[Press Release]
Over the course of a more than 40-year career, Steve Vai has routinely transformed what would appear to be outrageously impossible into something very, very possible… and still also pretty outrageous. From his days as Frank Zappa’s “stunt guitar” player to his more recent expansive and exploratory solo work, Vai has continually challenged notions of traditional guitar playing and composition – and on more than one occasion even reimagined the very instrument itself.
Which, he’ll admit, is not necessarily his intention.
“I don’t sit around and say, ‘Okay, what can I do now that pushes the boundaries?,” Vai explains about his approach to the guitar. “What I do say to myself is, ‘Okay, Vai – what are you going to do now that’s going to interest you, that’s going to fascinate you, and that’s different than anything you’ve done before?”
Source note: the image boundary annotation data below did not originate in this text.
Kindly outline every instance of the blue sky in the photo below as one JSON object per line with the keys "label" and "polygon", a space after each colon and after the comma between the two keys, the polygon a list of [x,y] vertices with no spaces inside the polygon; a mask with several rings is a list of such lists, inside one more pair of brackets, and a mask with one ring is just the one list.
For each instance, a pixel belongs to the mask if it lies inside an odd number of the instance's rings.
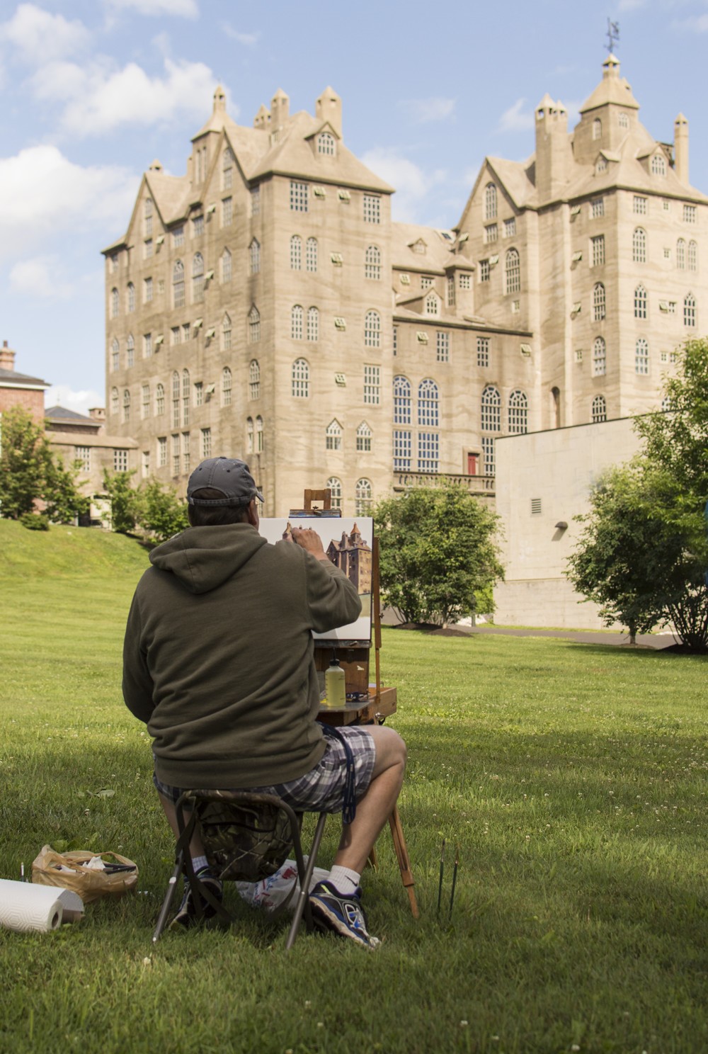
{"label": "blue sky", "polygon": [[347,145],[397,188],[395,219],[451,227],[486,154],[533,151],[544,93],[570,123],[602,76],[607,18],[657,139],[680,111],[708,193],[708,0],[36,0],[0,4],[0,339],[47,405],[103,405],[100,250],[141,173],[184,172],[217,82],[251,124],[282,87],[331,84]]}

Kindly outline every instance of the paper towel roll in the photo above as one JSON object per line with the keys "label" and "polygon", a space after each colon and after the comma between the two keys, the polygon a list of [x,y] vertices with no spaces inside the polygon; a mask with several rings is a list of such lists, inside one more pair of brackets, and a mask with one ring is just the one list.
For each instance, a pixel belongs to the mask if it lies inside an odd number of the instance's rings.
{"label": "paper towel roll", "polygon": [[81,918],[83,901],[72,890],[0,878],[0,925],[16,933],[57,930]]}

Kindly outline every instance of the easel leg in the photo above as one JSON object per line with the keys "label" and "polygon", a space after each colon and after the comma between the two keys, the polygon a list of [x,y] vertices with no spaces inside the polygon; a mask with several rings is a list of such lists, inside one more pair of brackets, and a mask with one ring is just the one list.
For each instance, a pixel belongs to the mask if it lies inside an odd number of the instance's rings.
{"label": "easel leg", "polygon": [[400,868],[400,878],[408,892],[408,899],[411,901],[411,912],[413,914],[413,918],[417,919],[419,917],[419,912],[418,902],[415,899],[415,891],[413,889],[415,882],[411,873],[411,861],[408,858],[406,839],[404,838],[404,828],[400,825],[400,817],[398,816],[397,806],[394,806],[393,813],[389,817],[389,824],[391,826],[393,847],[395,850],[396,859],[398,860],[398,866]]}

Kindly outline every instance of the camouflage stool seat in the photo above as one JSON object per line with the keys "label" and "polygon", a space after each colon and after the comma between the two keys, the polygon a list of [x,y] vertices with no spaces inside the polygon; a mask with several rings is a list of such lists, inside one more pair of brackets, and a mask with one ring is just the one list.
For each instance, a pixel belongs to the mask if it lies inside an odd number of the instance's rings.
{"label": "camouflage stool seat", "polygon": [[153,942],[164,930],[180,874],[192,889],[197,918],[203,917],[204,906],[209,904],[219,919],[227,923],[233,921],[223,904],[194,873],[189,846],[197,827],[212,873],[221,881],[258,882],[274,875],[294,852],[299,893],[286,949],[293,946],[303,917],[308,930],[314,928],[308,891],[324,831],[326,813],[319,814],[307,865],[300,840],[302,815],[275,795],[249,790],[185,790],[177,802],[176,814],[179,836],[175,846],[175,870]]}

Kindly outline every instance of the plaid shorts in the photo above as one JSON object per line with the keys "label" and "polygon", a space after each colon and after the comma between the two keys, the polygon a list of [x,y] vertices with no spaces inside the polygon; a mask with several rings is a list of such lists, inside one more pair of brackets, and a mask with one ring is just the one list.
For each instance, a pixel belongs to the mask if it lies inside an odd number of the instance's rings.
{"label": "plaid shorts", "polygon": [[[354,779],[356,800],[363,798],[371,783],[371,774],[376,761],[376,747],[373,737],[366,728],[358,725],[348,725],[338,728],[338,733],[347,739],[354,759]],[[339,813],[341,812],[345,779],[347,776],[347,758],[345,746],[338,739],[324,739],[324,754],[321,759],[304,776],[288,783],[274,783],[263,787],[219,787],[219,789],[253,790],[256,794],[274,794],[282,798],[296,812]],[[153,776],[153,783],[159,794],[169,801],[177,802],[182,794],[181,787],[169,786]],[[196,789],[196,788],[191,788]],[[199,788],[202,789],[202,788]]]}

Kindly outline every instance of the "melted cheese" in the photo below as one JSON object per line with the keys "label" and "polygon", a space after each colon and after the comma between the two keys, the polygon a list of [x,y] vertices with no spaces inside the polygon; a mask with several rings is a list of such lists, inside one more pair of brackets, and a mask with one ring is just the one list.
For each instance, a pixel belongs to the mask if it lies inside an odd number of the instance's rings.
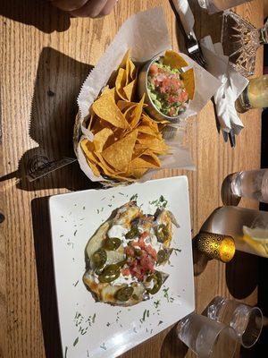
{"label": "melted cheese", "polygon": [[131,275],[129,276],[123,276],[122,274],[120,274],[120,277],[118,278],[116,278],[114,281],[111,282],[112,286],[115,286],[115,285],[130,285],[133,282],[138,282],[138,279],[134,277],[132,277]]}
{"label": "melted cheese", "polygon": [[107,233],[109,237],[118,237],[121,241],[123,247],[128,246],[128,240],[125,238],[125,234],[129,230],[121,225],[113,225]]}

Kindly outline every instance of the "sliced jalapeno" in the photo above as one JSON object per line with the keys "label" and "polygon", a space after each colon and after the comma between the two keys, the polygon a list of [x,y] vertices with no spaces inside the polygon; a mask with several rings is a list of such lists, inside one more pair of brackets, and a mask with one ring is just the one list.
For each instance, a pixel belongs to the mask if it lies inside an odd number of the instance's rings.
{"label": "sliced jalapeno", "polygon": [[106,266],[98,279],[101,283],[114,281],[120,275],[120,267],[116,264]]}
{"label": "sliced jalapeno", "polygon": [[105,240],[104,247],[108,251],[113,251],[119,248],[121,240],[118,237],[108,237]]}
{"label": "sliced jalapeno", "polygon": [[102,268],[107,260],[107,254],[105,250],[98,249],[96,252],[93,253],[91,260],[93,261],[94,268]]}
{"label": "sliced jalapeno", "polygon": [[134,288],[133,287],[123,287],[120,288],[116,293],[115,293],[115,298],[119,301],[126,302],[130,300],[133,294]]}
{"label": "sliced jalapeno", "polygon": [[142,251],[138,250],[138,249],[134,249],[134,253],[135,253],[135,256],[139,257],[142,255]]}
{"label": "sliced jalapeno", "polygon": [[162,286],[162,276],[159,272],[155,271],[154,275],[149,276],[147,278],[147,282],[154,280],[154,287],[147,288],[147,293],[151,294],[155,294]]}
{"label": "sliced jalapeno", "polygon": [[164,224],[160,224],[155,229],[158,243],[164,243],[169,237],[169,231]]}
{"label": "sliced jalapeno", "polygon": [[168,259],[167,252],[164,250],[159,250],[157,252],[157,263],[163,263]]}
{"label": "sliced jalapeno", "polygon": [[130,230],[125,234],[127,240],[134,239],[138,236],[138,230],[137,226],[131,226]]}
{"label": "sliced jalapeno", "polygon": [[117,262],[116,265],[122,268],[124,266],[124,264],[127,262],[128,262],[128,260],[127,260],[127,259],[125,259],[125,260],[122,260],[121,261]]}

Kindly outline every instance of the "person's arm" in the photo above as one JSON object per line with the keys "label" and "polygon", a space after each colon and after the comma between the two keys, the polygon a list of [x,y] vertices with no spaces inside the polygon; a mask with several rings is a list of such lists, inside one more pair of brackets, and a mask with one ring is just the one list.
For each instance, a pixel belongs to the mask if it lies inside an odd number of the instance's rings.
{"label": "person's arm", "polygon": [[50,0],[51,3],[73,16],[100,17],[112,12],[117,0]]}

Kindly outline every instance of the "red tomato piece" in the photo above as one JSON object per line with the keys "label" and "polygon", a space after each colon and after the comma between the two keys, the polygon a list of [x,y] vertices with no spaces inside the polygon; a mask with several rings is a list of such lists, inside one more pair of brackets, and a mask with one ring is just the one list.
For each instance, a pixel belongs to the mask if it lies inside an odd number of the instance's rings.
{"label": "red tomato piece", "polygon": [[153,76],[158,73],[158,67],[155,64],[151,64],[149,72]]}
{"label": "red tomato piece", "polygon": [[149,255],[152,256],[152,258],[156,261],[157,260],[157,252],[151,246],[151,245],[147,245],[146,247],[146,251],[148,252]]}
{"label": "red tomato piece", "polygon": [[122,268],[122,270],[121,270],[121,274],[122,274],[123,276],[130,276],[130,268]]}

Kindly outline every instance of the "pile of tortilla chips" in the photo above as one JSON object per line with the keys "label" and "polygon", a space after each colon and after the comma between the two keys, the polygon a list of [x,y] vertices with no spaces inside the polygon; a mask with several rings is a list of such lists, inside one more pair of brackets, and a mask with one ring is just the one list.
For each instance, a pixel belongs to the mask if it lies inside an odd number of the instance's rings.
{"label": "pile of tortilla chips", "polygon": [[119,181],[140,178],[148,169],[161,166],[166,154],[159,124],[145,112],[144,97],[135,102],[138,69],[124,56],[116,75],[90,108],[88,130],[93,141],[80,141],[88,166],[96,176]]}

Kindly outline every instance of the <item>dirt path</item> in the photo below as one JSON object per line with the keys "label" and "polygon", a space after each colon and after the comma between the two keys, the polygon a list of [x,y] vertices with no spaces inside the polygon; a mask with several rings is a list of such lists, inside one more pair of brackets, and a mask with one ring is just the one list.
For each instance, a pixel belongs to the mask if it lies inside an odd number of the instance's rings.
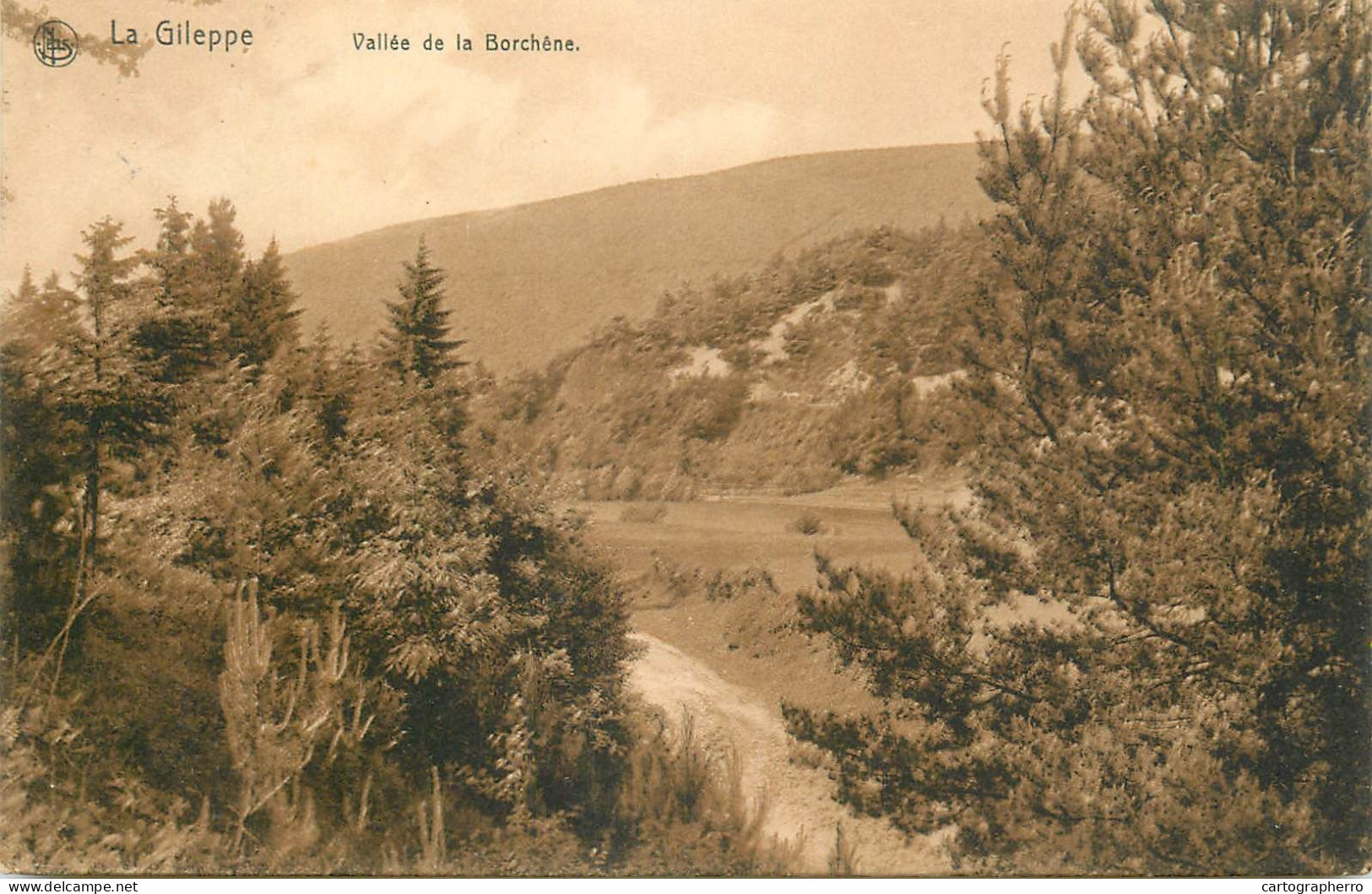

The answer to that question comes in the form of Vai’s newest and 10th solo album, Inviolate, a nine-song opus that (sorry Steve) does indeed push the boundaries of instrumental guitar music – this time out, Vai quite literally invented not just a new guitar, but also a new guitar-playing technique.
The most fully realized example of this would be Inviolate’s mesmeric opener, “Teeth of the Hydra,” a sinuous, Latin-fusion-tinged composition that Vai wrote and recorded with a one-of-a-kind custom guitar he coined the Hydra. But calling the Hydra a mere guitar is selling it way, way, way short. Built in conjunction with the designers at Hoshino and based on a “steampunk motif” idea of Vai’s, the Hydra is a beast of an instrument – a one-bodied, two-headstock-ed, three-neck-ed creature that encompasses, among other things: seven- and 12-string guitars; a four-string bass; sympathetic harp strings; half-fretless necks; single-coil, humbucking, piezo and sustainer pickups; floating and hardtail tremolo bridges; phase splitters; and much, much more.
Steve Via’s Inviolate will be available digitally on January 28th and physically on March 18th.